米国 V. C. サマー発電所の増設に向けた提案を募集
31 Jan 2025
未完成のV. C. サマー2号機 原子炉格納容器構造Ⓒ South Carolina Nuclear Advisory Council
米国サウスカロライナ州営の電力会社であるサンティー・クーパー社は1月22日、同州ジェンキンズビルに建設された、バージル・C・サマー原子力発電所(PWR×1基、100.6万kW)の増設に向け提案を求めるプロセスを開始した。米国では、増大する電力需要を満たすため、新規原子力発電所に注目が集まっている。
サンティー・クーパー社は、米投資銀行のセンタービュー・パートナーズ社と協力して提案依頼書(RFP)の募集を実施。同発電所サイトで建設が中断されている2、3号機のうち1基または両機の完成、あるいは両機の代替用途の追求に関心のある企業を探している。募集締め切りは2025年5月5日。
サンティー・クーパー社のJ. ステートンCEOは、「新規の原子力発電所を稼働させるには長いリードタイムを要する。信頼性が高く、クリーンな電力を短期で供給可能な、V. C. サマー発電所の2、3号機とその関連資産のオプションを模索する好機である」と強調した。また、サンティー・クーパー社が2、3号機を所有や運転する計画はない、と明言。「RFPを通じて顧客に利益をもたらし、経済発展を支援する実行可能な利用計画を示し、サウスカロライナ州に新たな価値を提供するだろう」と期待を示した。

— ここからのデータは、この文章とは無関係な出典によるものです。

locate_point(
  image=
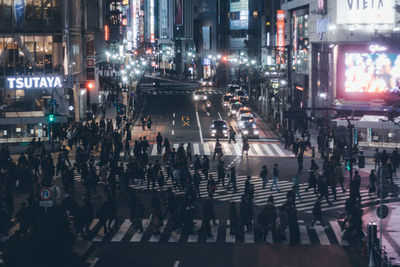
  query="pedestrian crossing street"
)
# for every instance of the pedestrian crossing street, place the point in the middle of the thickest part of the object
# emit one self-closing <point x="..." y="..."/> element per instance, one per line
<point x="305" y="204"/>
<point x="257" y="149"/>
<point x="179" y="92"/>
<point x="221" y="233"/>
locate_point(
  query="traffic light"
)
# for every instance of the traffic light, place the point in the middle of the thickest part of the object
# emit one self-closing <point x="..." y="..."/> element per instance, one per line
<point x="51" y="118"/>
<point x="348" y="165"/>
<point x="90" y="85"/>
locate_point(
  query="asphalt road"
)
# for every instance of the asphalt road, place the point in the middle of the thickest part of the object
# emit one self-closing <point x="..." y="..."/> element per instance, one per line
<point x="179" y="118"/>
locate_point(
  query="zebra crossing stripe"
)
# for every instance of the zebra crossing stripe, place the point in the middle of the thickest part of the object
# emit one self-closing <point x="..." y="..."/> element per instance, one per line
<point x="194" y="237"/>
<point x="206" y="149"/>
<point x="237" y="149"/>
<point x="122" y="231"/>
<point x="277" y="148"/>
<point x="196" y="149"/>
<point x="338" y="233"/>
<point x="100" y="235"/>
<point x="228" y="237"/>
<point x="137" y="237"/>
<point x="175" y="235"/>
<point x="154" y="151"/>
<point x="157" y="237"/>
<point x="226" y="148"/>
<point x="304" y="238"/>
<point x="323" y="238"/>
<point x="214" y="232"/>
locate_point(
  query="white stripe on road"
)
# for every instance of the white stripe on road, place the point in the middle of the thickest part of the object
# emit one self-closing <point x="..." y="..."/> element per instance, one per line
<point x="268" y="150"/>
<point x="200" y="131"/>
<point x="196" y="149"/>
<point x="228" y="237"/>
<point x="227" y="150"/>
<point x="122" y="231"/>
<point x="323" y="238"/>
<point x="338" y="233"/>
<point x="154" y="150"/>
<point x="279" y="150"/>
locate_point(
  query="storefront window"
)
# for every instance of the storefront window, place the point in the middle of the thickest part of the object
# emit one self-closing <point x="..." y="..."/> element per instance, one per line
<point x="300" y="40"/>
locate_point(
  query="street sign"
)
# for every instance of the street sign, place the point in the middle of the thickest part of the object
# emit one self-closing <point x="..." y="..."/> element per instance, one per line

サンティー・クーパー社がRFPプロセスを開始することを決定した要因に、データセンターの急激な成長、先進的な製造業への投資意欲、火力発電所の閉鎖に伴う、新たな発電設備の必要性に加え、原子力発電プロジェクトの工期短縮のために、すでに運転を終了、閉鎖された原子力発電所の運転再開などへの大きな関心がある。また、アルビン・W・ボーグル原子力発電所3、4号機のウェスチングハウス(WE)社製AP1000×2基の運転開始や、税額控除や融資保証の提供を含む、原子力発電所の建設に対する連邦政府の支援制度の存在も大きい。なお、2、3号機の建設プロジェクトが中止された時点で、工事進捗率48%(2号機)であり、増設に伴う冷却水、送電インフラの準備もされており、増設には優位性がある。
建設プロジェクトの過半数(55%)を所有していたスキャナ(SCANA)社傘下のSCE&G社(2019年1月にドミニオン・エナジー社が買収)は、2、3号機(WE社製AP1000)の建設・運転一括認可(COL)を、2008年3月に米原子力規制委員会(NRC)に申請。COLは2012年3月に発給され、2013年3月に2号機、2013年11月に3号機が着工した。同炉型を採用したA. W. ボーグル3、4号機の着工とほぼ同時期である。
長年にわたる大規模でコストのかかる工事の遅延と、その後に続く2017年3月のWE社の破産申請を受け、SCE&G社は建設プロジェクトの残り45%の所有者であったサンティー・クーパー社とともに、2017年7月に2、3号機の建設中止を決定した。SCE&G社はその後、2018年12月に資産の権益をサンティー・クーパー社に譲渡している。なおNRCは、SCE&G社とサンティー・クーパー社の合意により、2019年3月にCOLを失効させた。新たに建設と運転を希望する購入者は、再申請が必要である。